This is my final offering of 2018 – not a bumper year for blogs (in fact I’ve probably written more netball reports), but I shall endeavour to go out on a high…
After nearly five years of undertaking challenges to try and raise mental health awareness, I decided to take a break soon after the publication (in April) of my book about the challenges and my own mental health experiences.
Over the subsequent months, I have struggled to come to terms with the scale of revelation. And even though the hope remains that the story of a life with a chronic, albeit thankfully mild, form of depression can have a positive impact on readers, the process of evoking long-hidden memories and committing them to paper has taken its toll.
The latter half of 2018 has been a time of increasing introspection and retrospection. I’ve found it impossible to fully understand how deliberately and deeply-suppressed dark thoughts can be recalled (admittedly with difficulty), whilst countless memories of happier times remain lost in the recesses of my mind.
I can remember fleeting moments, not dissimilar to a series of mental photographs, but even though I know the person in the image is me; I cannot associate the memories of that boy or younger man, with the person I have become.
That makes me feel so sad … and sadness is an emotion I have fought so hard (and for so long) to keep hidden. I feel like I am somehow failing mentally. There’s no element of self-pity; it’s simply a reality that for most of the time stays behind the mask I present to all but my closest family and friends (for whose love and support I am constantly grateful).
That said I have become increasingly aware that this period of self-analysis, soul-searching – call it what you will – flies in the face of the message I’ve tried so hard to highlight … and (recently less successfully) live by: it is fine to talk about mental health, to talk about how you’re feeling, and to ask for help if you are struggling.
A line needs to be drawn; and the start of a new year provides the perfect opportunity to regroup and regain some much-needed physical and emotional strength. That strength can then be used to try and support others … and for me in 2019, that will involve using the themes of netball, rugby league, and music as my focus:
Even writing this blog has made me feel more positive. Whatever happens over the next few months (and never fear, there will be updates), all I want to try and do is show that it is fine to talk about mental health and, even though the prospect can seem daunting, it is possible to find the strength to ask for help. You are not alone.
Here’s to 2019 x
The person bowling in this seemingly random cricket photo is actually me, playing for Gateshead Fell at Chorley during the 1995 semi-final of the National Club Knockout– one of the most memorable moments in the moderate career of a distinctly average sportsman.
It was my only experience of playing in front of a four-figure crowd, and although we were (soundly) beaten on the day, this photo always helps me to recall memories from 25 years of playing a game I love.

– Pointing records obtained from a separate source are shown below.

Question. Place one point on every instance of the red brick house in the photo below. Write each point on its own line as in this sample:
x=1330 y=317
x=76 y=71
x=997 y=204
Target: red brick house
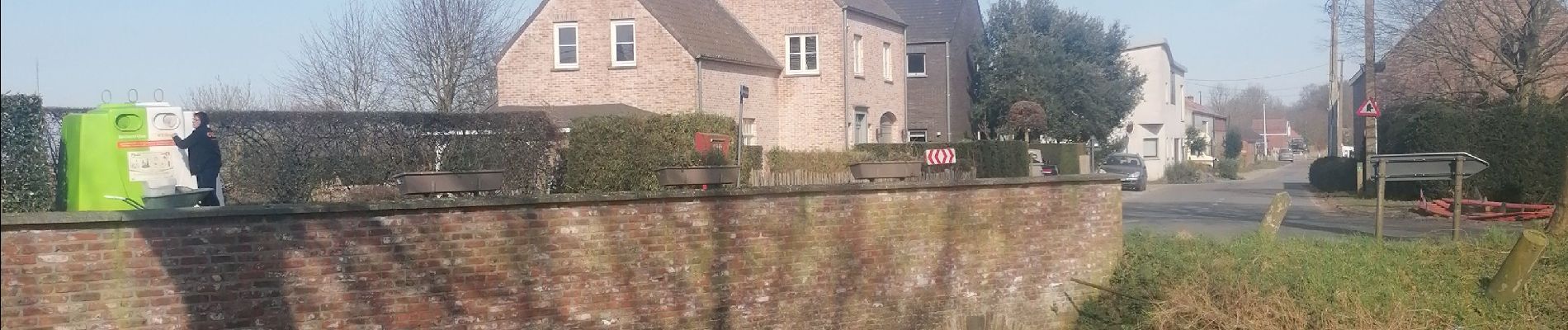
x=822 y=74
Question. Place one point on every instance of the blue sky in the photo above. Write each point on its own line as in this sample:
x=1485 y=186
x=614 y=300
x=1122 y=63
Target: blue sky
x=87 y=45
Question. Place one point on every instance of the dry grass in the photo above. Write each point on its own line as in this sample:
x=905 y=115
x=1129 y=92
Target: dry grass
x=1325 y=284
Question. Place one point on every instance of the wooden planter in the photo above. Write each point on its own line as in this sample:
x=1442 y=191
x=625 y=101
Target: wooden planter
x=698 y=176
x=413 y=183
x=886 y=169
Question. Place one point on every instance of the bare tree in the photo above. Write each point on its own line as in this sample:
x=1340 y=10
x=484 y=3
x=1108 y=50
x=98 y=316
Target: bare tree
x=1476 y=47
x=341 y=66
x=442 y=52
x=221 y=97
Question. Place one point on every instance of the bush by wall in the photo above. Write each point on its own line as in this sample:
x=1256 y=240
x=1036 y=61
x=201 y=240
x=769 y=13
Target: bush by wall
x=273 y=157
x=621 y=153
x=1062 y=155
x=1228 y=167
x=988 y=158
x=26 y=166
x=1333 y=174
x=1524 y=146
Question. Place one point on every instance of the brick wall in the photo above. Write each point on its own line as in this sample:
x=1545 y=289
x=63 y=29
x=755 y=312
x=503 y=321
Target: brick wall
x=891 y=255
x=881 y=99
x=721 y=96
x=662 y=82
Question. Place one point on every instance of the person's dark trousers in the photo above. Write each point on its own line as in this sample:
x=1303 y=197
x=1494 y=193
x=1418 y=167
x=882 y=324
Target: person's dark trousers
x=209 y=179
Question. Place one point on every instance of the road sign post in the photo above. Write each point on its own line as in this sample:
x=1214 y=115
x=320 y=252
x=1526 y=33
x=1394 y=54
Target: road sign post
x=1421 y=167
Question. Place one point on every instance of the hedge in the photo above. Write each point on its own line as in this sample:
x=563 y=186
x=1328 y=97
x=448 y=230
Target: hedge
x=611 y=153
x=26 y=169
x=1062 y=155
x=1524 y=146
x=1333 y=174
x=988 y=158
x=273 y=157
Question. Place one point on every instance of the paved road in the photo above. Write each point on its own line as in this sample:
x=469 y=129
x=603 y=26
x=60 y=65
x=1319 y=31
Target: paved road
x=1228 y=209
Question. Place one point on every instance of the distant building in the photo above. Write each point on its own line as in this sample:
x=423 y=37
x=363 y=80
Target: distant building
x=1158 y=124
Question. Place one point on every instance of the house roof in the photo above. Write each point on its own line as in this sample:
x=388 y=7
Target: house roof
x=1160 y=43
x=564 y=116
x=701 y=27
x=874 y=8
x=930 y=19
x=709 y=31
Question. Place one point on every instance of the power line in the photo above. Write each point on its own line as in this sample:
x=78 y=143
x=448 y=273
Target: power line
x=1268 y=75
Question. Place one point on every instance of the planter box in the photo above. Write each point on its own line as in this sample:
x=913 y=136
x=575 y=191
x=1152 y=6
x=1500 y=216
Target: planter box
x=698 y=176
x=449 y=182
x=886 y=169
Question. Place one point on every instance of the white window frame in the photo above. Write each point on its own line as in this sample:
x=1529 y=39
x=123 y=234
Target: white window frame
x=860 y=57
x=923 y=66
x=803 y=69
x=888 y=61
x=576 y=45
x=615 y=36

Injury forced me to retire in 2004; and two years later I moved to Middlesbrough to be with Elaine … a whole new chapter in my life. The thought of becoming involved in another sporting club, cricket or otherwise, never crossed my mind; but then, totally out of the blue, along came Grangetown…
It’s over four years ago since Gel arranged for me to have a go at playing goal shooter as part of a series of “challenges” I was attempting at the time. It’s fair to say I was rubbish, but as I drove home that night - after being given the all-clear by paramedics - I sensed there was something very special about the club.
Gel knew I did a bit of writing and asked me if I would be interested in doing a few match reports for the Prem squad. I started coming to watch the occasional game, and the rest, as they say…
From the sidelines I’ve seen the squad relegated to Prem 3, gain promotion at the first time of asking, play wonderfully well to lift the Prem 2 championship, and have the most fantastic start to life in Prem 1. It’s been brilliant…
More than that though, I’ve been welcomed into the club, and accepted by the players and coaches, even though I have no family connection to Grangetown; and my two daughters are actually older than the overwhelming majority of the squad (apart from Gen … obviously).
My younger daughter plays netball, and my love of the sport grew from watching her; but I can honestly say that I’ve felt every bit as much enjoyment, excitement –and even pride – from seeing this group of girls develop into one of the best squads in the whole country.
Nothing can ever match the feelings you get from playing competitive team sport, but being accepted as part of the “Grangetown family” comes pretty close - and this blog is simply my way of saying THANK YOU.